Von Rechtsanwalt Bernhard F. Klinger, München, und
Rechtsanwalt Thomas Maulbetsch, Mosbach/Baden

Nicht wenige erbrechtliche Berater empfehlen den Abschluss von Lebensversicherungen als Mittel, Vermögenswerte „am Nachlass vorbei“ übertragen zu können, um so Pflichtteilsansprüche zu reduzieren. Spätestens seit der Entscheidung des BGH vom 23.10.2003 (NJW 2004, 214 ff.) ist dieser Rat nicht mehr haltbar und damit für den Anwalt ein Haftungsrisiko.

I. Lebensversicherung und Pflichtteil
Die Lebensversicherungssumme kann bei der Berechnung des Pflichtteilsanspruchs (§ 2303 BGB) nur berücksichtigt werden, wenn sie Bestandteil des Nachlasses ist. Hat der Erblasser bei Abschluss des Lebensversicherungsvertrages einen Bezugsberechtigten benannt, fällt mit dem Tod des Versicherungsnehmers die zur Auszahlung kommende Versicherungssumme nicht in den Nachlass. Vielmehr erwirbt der bezugsberechtigte Dritte den Auszahlungsanspruch unmittelbar im Wege der Sondernachfolge (vgl. §§ 328, 331 BGB). Dies gilt gem. § 166 II VVG auch dann, wenn als Bezugsberechtigte nur pauschal „die“ oder „meine Erben“ benannt sind (OLG Schleswig, ZEV 1995, 415; unrichtig Staudinger/Olshausen, § 2325 Rn. 38).
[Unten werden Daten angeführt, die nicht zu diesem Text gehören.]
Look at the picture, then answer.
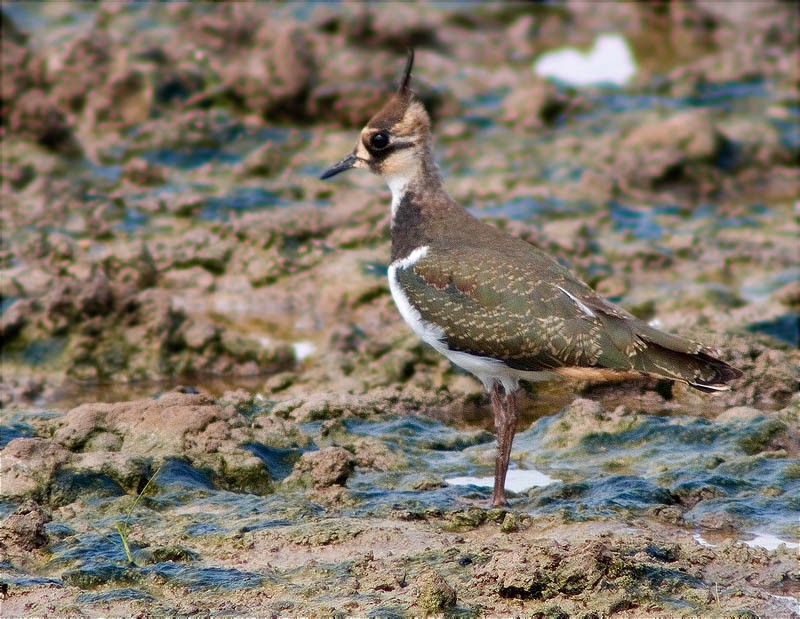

Fehlt es dagegen an der (wirksamen) Benennung eines Bezugsberechtigten oder wurde diese vor dem Erbfall widerrufen, fällt die Versicherungssumme in den pflichtteilsrelevanten Nachlass. Im Sonderfall der „kreditsichernden“ Lebensversicherung gehört nach dem BGH (ZEV 1996, 263) trotz Benennung eines Bezugsberechtigten der Anspruch auf die Versicherungssumme in Höhe der gesicherten Schuld zum Nachlass des Versicherungsnehmers und muss wie die gesicherte Schuld bei der Pflichtteilsberechnung gem. § 2311 BGB berücksichtigt werden. Der zur Befriedigung des Gläubigers nicht benötigte Teil der Versicherungsleistung geht (am Nachlass vorbei) auf den Bezugsberechtigten über (J. Mayer, Handbuch Pflichtteilsrecht, § 8 Rdnr. 30).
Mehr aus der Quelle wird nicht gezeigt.